As it has annually for 17 years, the Library of Congress picked out a wide-ranging set of recordings — songs, albums, speeches, monologues, field recordings and some very old phonograph cylinders — to add to the National Recording Registry, bringing the total number of works within it to 525.
"The National Recording Registry honors the music that enriches our souls, the voices that tell our stories and the sounds that mirror our lives," said Librarian of Congress Carla Hayden, who in 2016 became the first woman and the first African-American to lead the Library.
The most modern of this year's 25 selections is The Blueprint, Jay-Z's 2001 album that solidified the now-mogul's place in history and boosted the rise of Kanye West, who produced several of its songs. In 2002, Grandmaster Flash and The Furious Five's epochal single "The Message" became the first hip-hop recording included in the Registry, as part of its inaugural list. Since then, works from hip-hop luminaries Public Enemy, 2Pac, The Sugarhill Gang, N.W.A and Run-D.M.C. have been included in its catalog.
Nina Simone's lament "Mississippi Goddam," released in 1964 in response to the murder of civil rights activist Medgar Evers by a Klansman and the bombing of a church in Birmingham, Ala. that killed four young girls, was also added to the rolls. (Simone would later say some of her songs from the civil rights era had hurt her career).
Ritchie Valens' "La Bamba," the Chicano rock pioneer's adaptation of a Mexican folk song, made the young Valens' legacy just before he died in a plane crash at the age of 17. (A biopic of the same title was named to the National Film Registry in 2017). The song "continues to be a hallmark in American music and an influence on all Latino music that followed," says Louie Pérez, whose band Los Lobos famously covered the song in the 1980s, in a statement issued by the Library of Congress.
Two heavily grooved, disco-era classics from 1978 also made the list — Earth, Wind & Fire's song "September" (the date celebrated in the song, for what it's worth, has no meaning beyond its satisfying sound) and Sylvester's "You Make Me Feel (Mighty Real)." Another album intrinsic to that decade's sound, Curtis Mayfield's soundtrack album for Super Fly, was added as well.
Non-musical entries include Robert F. Kennedy's April 4, 1968 speech, given in response to the assassination of Dr.

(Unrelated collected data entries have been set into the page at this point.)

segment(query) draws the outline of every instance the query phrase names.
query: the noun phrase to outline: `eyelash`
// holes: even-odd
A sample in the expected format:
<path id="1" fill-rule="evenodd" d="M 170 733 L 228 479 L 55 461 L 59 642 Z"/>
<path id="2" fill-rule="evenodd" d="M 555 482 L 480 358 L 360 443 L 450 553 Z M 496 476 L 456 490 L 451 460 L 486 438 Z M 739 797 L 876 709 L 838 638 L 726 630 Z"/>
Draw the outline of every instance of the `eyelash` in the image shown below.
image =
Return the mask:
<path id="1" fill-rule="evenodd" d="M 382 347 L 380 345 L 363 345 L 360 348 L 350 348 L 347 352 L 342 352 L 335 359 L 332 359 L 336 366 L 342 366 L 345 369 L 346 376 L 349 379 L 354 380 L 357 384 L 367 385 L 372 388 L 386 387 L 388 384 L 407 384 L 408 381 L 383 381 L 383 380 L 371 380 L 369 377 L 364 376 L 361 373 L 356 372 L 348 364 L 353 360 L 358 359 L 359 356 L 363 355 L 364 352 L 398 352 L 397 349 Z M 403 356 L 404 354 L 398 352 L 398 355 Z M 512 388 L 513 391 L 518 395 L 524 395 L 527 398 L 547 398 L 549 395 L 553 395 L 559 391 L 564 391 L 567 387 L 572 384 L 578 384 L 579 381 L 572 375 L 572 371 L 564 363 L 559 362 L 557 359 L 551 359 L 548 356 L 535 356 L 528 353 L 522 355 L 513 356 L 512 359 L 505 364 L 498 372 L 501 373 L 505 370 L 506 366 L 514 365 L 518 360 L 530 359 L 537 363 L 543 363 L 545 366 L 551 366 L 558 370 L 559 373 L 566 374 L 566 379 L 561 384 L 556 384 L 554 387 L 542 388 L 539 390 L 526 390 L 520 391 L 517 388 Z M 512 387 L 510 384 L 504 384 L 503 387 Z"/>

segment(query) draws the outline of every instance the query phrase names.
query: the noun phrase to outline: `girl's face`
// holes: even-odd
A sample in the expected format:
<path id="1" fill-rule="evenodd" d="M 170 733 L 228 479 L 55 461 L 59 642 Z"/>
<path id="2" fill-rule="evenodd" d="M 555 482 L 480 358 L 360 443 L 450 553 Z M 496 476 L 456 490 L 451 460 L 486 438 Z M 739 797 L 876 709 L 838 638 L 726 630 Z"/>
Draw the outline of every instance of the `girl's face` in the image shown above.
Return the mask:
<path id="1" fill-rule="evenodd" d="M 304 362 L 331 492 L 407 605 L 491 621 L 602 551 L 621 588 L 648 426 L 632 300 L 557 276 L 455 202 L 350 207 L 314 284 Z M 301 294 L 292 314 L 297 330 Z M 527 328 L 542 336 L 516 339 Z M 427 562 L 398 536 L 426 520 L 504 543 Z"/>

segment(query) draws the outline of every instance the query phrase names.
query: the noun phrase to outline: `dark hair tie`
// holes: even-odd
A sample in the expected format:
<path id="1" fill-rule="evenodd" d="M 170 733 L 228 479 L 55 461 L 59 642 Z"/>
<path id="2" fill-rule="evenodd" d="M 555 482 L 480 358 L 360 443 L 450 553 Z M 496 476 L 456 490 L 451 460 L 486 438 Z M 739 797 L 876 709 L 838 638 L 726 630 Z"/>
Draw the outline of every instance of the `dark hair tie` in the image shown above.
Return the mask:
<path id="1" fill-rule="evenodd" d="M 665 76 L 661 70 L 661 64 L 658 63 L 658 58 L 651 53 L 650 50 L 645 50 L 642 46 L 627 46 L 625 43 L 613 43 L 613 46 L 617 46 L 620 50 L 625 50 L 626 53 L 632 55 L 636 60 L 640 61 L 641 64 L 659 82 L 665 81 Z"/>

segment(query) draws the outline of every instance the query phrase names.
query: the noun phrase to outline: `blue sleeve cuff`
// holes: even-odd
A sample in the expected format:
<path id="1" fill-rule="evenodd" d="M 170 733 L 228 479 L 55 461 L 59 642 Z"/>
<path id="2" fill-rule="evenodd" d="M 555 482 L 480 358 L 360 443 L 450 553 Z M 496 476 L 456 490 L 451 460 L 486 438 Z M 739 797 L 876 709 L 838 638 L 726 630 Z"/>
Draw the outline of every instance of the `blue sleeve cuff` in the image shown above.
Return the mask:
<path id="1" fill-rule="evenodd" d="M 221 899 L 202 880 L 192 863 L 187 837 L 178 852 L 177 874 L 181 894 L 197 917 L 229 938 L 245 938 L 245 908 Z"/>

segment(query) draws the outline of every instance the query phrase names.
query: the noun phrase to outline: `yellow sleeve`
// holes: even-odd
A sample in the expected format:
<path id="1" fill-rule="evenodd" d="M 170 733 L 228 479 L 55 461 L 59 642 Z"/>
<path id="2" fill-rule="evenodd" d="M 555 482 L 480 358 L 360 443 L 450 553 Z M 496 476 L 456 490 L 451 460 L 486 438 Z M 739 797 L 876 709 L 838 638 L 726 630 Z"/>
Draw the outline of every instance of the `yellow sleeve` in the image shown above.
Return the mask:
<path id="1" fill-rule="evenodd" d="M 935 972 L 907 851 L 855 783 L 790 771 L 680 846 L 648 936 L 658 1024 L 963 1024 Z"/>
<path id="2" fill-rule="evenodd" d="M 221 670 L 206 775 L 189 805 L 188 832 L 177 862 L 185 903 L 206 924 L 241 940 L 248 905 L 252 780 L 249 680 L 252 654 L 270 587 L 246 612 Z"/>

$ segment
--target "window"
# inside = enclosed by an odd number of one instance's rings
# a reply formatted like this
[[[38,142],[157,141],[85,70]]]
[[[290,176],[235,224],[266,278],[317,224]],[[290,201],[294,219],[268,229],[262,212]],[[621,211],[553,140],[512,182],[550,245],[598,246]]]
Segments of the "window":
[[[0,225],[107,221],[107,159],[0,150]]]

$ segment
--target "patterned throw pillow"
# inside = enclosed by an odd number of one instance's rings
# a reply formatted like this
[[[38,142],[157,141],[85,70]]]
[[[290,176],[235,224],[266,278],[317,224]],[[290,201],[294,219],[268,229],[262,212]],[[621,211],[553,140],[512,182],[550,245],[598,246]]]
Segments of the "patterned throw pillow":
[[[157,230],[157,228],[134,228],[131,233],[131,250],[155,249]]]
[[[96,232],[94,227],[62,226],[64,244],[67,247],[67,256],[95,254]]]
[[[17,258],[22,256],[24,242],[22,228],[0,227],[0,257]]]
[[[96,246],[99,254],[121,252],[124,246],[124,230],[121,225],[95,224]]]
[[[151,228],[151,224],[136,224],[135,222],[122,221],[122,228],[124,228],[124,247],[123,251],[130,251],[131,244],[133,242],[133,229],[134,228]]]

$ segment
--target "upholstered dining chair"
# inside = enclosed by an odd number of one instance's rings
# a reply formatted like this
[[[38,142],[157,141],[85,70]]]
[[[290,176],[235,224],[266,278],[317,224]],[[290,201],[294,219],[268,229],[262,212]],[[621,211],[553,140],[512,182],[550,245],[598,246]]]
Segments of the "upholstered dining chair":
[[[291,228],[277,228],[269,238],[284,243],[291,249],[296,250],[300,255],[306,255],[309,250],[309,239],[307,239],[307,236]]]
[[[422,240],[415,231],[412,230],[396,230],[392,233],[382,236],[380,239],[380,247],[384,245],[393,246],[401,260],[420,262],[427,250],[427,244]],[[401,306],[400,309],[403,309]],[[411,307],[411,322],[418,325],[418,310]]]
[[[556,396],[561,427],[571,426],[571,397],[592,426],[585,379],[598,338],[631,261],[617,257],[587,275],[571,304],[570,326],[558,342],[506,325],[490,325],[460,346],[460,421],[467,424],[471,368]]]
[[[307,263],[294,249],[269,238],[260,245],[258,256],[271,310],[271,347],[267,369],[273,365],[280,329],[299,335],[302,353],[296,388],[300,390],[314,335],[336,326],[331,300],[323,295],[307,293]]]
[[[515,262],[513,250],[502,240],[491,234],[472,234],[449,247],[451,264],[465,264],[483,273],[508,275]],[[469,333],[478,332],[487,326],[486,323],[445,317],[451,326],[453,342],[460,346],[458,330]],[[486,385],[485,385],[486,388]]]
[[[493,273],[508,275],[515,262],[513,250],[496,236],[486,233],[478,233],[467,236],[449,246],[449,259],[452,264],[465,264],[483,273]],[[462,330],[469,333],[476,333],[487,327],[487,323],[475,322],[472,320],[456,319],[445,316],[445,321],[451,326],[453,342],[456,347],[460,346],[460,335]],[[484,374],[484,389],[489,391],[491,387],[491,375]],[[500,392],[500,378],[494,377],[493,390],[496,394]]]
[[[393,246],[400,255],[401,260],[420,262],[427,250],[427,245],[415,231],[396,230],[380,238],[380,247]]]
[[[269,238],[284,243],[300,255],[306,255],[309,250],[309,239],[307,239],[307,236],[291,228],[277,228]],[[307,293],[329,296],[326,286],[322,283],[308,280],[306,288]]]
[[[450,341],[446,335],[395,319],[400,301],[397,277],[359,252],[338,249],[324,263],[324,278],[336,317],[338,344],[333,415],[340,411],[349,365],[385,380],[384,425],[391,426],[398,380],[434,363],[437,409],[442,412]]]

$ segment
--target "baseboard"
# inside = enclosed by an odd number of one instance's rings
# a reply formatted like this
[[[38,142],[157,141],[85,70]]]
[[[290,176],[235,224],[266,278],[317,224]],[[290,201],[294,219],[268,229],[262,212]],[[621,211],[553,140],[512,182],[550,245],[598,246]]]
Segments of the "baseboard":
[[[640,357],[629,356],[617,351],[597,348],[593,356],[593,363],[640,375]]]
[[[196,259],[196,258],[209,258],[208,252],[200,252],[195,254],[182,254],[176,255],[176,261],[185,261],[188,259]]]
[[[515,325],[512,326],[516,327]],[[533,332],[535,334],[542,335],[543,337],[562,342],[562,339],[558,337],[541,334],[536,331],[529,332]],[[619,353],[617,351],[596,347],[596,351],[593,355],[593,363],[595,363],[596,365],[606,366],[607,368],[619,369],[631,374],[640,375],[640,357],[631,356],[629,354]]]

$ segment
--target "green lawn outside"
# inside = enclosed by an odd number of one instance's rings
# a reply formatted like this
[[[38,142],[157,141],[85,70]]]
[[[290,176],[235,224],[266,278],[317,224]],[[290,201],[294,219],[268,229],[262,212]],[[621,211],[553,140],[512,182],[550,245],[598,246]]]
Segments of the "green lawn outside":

Martin Luther King, Jr.; the monologues of Ruth Draper, whose theatrical performances brought her, by request, to Windsor Castle to perform; the comedy-history album Stan Freberg Presents the United States of America, Vol. 1: The Early Years from 1961; and documentation of 23 tribal languages of Native Americans from the Northwest of the country.
The Registry has added recordings every year since 2002 as part of the National Recording Preservation Act, which passed in 2000 and called for the establishment of the National Recording Registry and the use of the National Audio-Visual Conservation Center in Culpeper, Va., to "ensure proper storage of preserved sound recordings" — a resource that should be appreciated by all those who have reportedly lost the music they uploaded to MySpace.